Jon Juaristi, ABC, 13/5/12
La llantina colectiva de los jugadores del Athlétic en Bucarest equivale a la desaparición de cierta imagen de España
En mi época, cuando se sometía a los niños de Bilbao a alguna operación quirúrgica sin anestesia —como la temida amigdalotomía— o a las mucho más frecuentes inyecciones intramusculares, les cortaban el moco con una admonición definitiva: «No llores, que en el Athlétic no quieren nenas». Como es de suponer, esta iniciación en el ascetismo machista corría a cargo de las mujeres de la familia, aquellos implacables gineceos vascos que habrían hecho parecer obsecuentes geishas a las legendarias madres espartanas.
Conmigo sólo funcionó a medias, porque jamás llegué a imaginar que me ficharían ni como masajista, pero mis amigos de entonces aguantaban los banderillazos del practicante más enteros que San Lorenzo en la parrilla.
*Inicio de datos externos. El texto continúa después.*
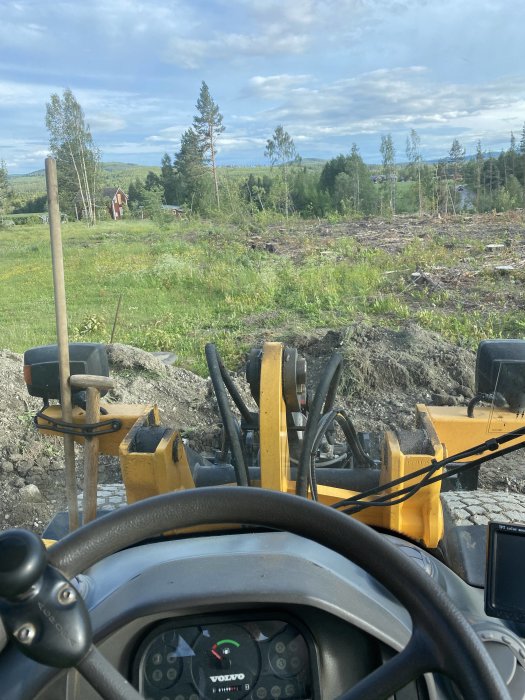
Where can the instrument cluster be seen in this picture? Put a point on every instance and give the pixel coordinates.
(267, 658)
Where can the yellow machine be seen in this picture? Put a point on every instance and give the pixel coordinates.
(300, 444)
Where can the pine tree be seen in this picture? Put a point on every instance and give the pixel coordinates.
(168, 180)
(522, 158)
(280, 151)
(388, 154)
(415, 162)
(208, 126)
(4, 187)
(190, 170)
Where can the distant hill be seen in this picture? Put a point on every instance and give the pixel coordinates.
(113, 174)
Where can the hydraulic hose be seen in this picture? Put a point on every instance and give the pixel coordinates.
(323, 401)
(228, 420)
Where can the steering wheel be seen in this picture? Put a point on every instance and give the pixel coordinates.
(442, 640)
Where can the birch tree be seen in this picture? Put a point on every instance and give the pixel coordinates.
(77, 158)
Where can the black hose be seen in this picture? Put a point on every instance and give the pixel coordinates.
(362, 459)
(228, 420)
(478, 399)
(233, 392)
(324, 397)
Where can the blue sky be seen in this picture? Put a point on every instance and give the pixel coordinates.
(332, 72)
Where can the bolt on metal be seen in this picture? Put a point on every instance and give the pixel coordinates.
(26, 633)
(66, 595)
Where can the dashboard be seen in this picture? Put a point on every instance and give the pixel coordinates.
(231, 658)
(255, 615)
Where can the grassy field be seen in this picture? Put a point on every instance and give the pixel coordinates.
(186, 283)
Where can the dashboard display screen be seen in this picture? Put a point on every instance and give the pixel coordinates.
(231, 659)
(504, 590)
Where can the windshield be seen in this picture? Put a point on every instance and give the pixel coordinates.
(338, 177)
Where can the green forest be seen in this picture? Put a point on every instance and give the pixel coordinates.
(401, 182)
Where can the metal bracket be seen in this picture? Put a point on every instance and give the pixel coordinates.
(88, 430)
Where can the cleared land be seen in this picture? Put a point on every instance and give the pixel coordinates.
(404, 301)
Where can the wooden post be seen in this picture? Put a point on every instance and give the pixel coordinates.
(62, 337)
(92, 384)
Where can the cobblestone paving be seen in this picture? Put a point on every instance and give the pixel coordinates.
(482, 507)
(109, 497)
(465, 507)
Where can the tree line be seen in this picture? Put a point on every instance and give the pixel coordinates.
(344, 185)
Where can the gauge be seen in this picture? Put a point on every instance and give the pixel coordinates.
(161, 667)
(288, 653)
(226, 663)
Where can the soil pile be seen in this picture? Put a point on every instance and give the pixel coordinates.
(386, 372)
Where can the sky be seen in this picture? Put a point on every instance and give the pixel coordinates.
(331, 72)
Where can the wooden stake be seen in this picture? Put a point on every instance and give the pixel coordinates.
(92, 384)
(62, 337)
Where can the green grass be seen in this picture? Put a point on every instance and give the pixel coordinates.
(187, 283)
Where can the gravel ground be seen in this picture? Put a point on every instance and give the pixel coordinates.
(386, 373)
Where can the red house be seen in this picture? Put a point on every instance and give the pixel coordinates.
(118, 199)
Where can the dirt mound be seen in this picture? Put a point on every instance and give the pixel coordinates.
(386, 372)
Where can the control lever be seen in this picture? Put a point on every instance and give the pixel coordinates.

Todos se soñaban emulando a Zarra oa Piru Gaínza. Yo mismo procuraba ahorrar lágrimas, convencido de la excelencia moral de la ataraxia tan virilmente encarnada por los grandes aldeanos de nuestro club. El jesuita Eleuterio Elorduy, a cuyos seminarios de Filosofía asistí años más tarde en la Universidad de Deusto, sostenía que el estoicismo de la Antigüedad nació de sendas cosmovisiones no indoeuropeas: la del cananeo Zenón de Kitios y la del vascoibérico Séneca, cuyos antepasados habían dejado de hablar vascuence, como quien dice, anteayer mismo. Elorduy, hijo de carlistas vascoparlantes y levantiscos, al igual que su por entonces compañero de orden Xabier Arzalluz, venía de un caserío de Munguía, en el riñón de Vizcaya, y tanto él como su hermano Carmelo, también jesuita y famoso sinólogo, traductor de Confucio y Lao Tzu, eran infatigables propagadores de la devoción a San Mamés.
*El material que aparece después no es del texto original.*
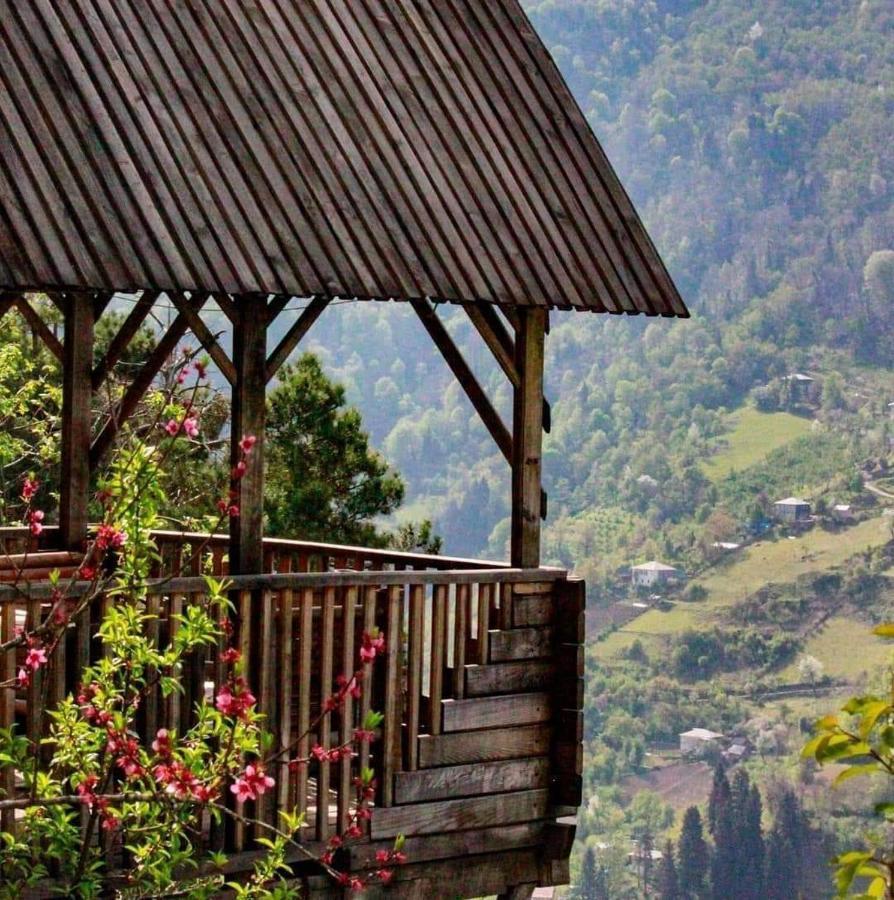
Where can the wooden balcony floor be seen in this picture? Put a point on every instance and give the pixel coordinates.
(479, 755)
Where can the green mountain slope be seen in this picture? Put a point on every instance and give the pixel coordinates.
(756, 141)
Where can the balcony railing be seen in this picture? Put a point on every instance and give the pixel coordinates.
(480, 688)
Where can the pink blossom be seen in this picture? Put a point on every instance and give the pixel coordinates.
(162, 743)
(110, 538)
(35, 658)
(29, 488)
(35, 521)
(235, 704)
(251, 784)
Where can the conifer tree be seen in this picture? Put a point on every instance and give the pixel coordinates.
(719, 800)
(753, 840)
(786, 848)
(724, 880)
(593, 882)
(587, 884)
(668, 884)
(692, 857)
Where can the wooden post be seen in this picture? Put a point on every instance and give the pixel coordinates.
(77, 392)
(248, 418)
(527, 438)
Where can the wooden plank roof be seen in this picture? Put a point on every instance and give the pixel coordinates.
(357, 148)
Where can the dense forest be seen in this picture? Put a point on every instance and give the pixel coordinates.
(755, 141)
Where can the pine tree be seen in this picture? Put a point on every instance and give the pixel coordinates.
(745, 852)
(692, 857)
(668, 884)
(783, 865)
(719, 800)
(587, 887)
(786, 847)
(756, 849)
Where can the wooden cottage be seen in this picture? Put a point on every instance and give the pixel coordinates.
(237, 154)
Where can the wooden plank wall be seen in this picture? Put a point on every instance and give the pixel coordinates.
(480, 751)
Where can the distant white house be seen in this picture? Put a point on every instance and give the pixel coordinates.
(842, 513)
(697, 741)
(800, 386)
(792, 509)
(726, 545)
(652, 573)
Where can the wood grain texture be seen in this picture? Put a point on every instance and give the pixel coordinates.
(77, 394)
(458, 844)
(471, 780)
(457, 815)
(520, 643)
(484, 746)
(511, 677)
(495, 712)
(316, 150)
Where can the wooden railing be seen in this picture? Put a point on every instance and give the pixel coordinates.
(479, 687)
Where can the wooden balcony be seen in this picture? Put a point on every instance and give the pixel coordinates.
(481, 688)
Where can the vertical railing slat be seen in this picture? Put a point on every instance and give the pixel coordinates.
(392, 724)
(326, 664)
(285, 793)
(415, 649)
(484, 593)
(460, 635)
(7, 704)
(265, 663)
(349, 604)
(369, 621)
(438, 657)
(303, 678)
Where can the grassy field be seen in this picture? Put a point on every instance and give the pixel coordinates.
(779, 561)
(753, 435)
(847, 649)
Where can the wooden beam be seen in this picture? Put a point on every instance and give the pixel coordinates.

El Athlétic de mi niñez, venero sin fondo de ejemplos estoicos y cristianos que explotaba como nadie otro ilustre miembro de la Compañía, el P. Alfonso Moreno, sólo lloraba en la Casa de Ejercicios, ante Dios y la Virgen de Begoña. Nunca en el campo del honor. De ahí el desconcierto, el estupor y la consternación que se apoderaron de mí —y supongo que de muchos otros bilbaínos provectos— ante el increíble espectáculo plañidero que dieron los sedicentes leones en Bucarest tras el final de la final. Lloraba Llorente, como su nombre indica. Lloraba Gaizka Toquero, lloraban Susaeta, Muniain, Iraola, Amorebieta, Iturraspe… El llanto se contagió en cuestión de segundos a toda la plantilla. Si viviera todavía el padre Moreno, aquel fabuloso orador sacro-futbolístico, los habría comparado, no con David ante Goliat o con los Macabeos, como solía, sino con Jeremías o con las Hijas de Jerusalén.
El asunto me parece de una gravedad espantosa. Que el Athlétic se abandone a una catarsis lacrimógena ante toda Europa equivale a la desaparición, si no de España, sí al menos de cierta imagen de España que nos consolaba en las tribulaciones, la de una nación sufrida, temida y respetada por los extraños. La del gol de Belauste en las Olimpiadas de Amberes; la del gol de Zarra en Maracaná, treinta años después. La de una furia española mantenida por gloriosos jugadores del Athlétic de antaño, que se ha desvanecido entre los injustificables sollozos del miércoles, tras una derrota, amarga pero digna, frente a un equipo superior (por cierto, fundado por bilbaínos).